The Hungarian National Bank (MNB) is expected to keep its interest rates on hold at 0.9 percent during its meeting on Tuesday, said Societe Generale in a research report. Also, the Council is likely to keep the interest rate corridor steady with the overnight lending rate on hold at 1.15 percent.
Given that the country is facing continuous disinflationary pressures, decelerating GDP growth and enhanced investor risk perception, there is additional space for policy rates to drop further. The Hungarian central bank does not forecast inflation nearing the target rate of 3 percent until the first half of 2018.
Following the central bank’s recent hawkish tone, there is a drop in the attractiveness of Hungarian assets.
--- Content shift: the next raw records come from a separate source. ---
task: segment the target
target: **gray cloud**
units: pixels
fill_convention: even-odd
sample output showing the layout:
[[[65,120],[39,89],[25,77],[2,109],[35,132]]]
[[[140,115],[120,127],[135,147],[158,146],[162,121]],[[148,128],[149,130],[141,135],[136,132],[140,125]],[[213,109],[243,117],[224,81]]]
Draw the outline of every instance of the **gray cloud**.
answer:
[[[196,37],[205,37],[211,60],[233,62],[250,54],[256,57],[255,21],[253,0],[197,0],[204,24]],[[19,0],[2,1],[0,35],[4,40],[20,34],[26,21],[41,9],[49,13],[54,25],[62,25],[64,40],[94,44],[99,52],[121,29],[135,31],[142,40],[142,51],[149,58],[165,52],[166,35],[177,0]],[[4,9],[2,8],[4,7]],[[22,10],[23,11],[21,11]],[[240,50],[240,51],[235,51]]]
The MPC’s May meeting minutes had stated that the Council intends to adopt a cautious approach regarding monetary policy decisions due to the diminishing attractiveness of Hungary’s assets. According to the May meeting minutes “forward-looking money market real interest rates are in negative territory and are declining even further as inflation rises”.
Weak global risk environment, policy credibility and expectations of improving GDP growth underpin the case for the central bank to keep some policy ammunition. Moreover, the central bank also projects the GDP growth to rebound in the second half of 2016 in the absence of negative one-off factors and with the help of positive contribution of the Growth Supporting Program and higher household consumption, according to Societe Generale.
Factors underpinning the case for unchanged interest rates are the central bank’s May statement that it has (temporarily) reached the end of the easing cycle and susceptibility to global risk events such as the UK referendum on EU membership. The May minutes had also stressed the risk of UK leaving the EU and shifts about market projections of global central banking actions as reasons to move cautiously.
“Given the precedent set at the March 22, 2016 MPC meeting and the perplexing changes in forward guidance since the beginning of the year, we would not dismiss the possibility of another outright cut later this year,” added Societe Generale.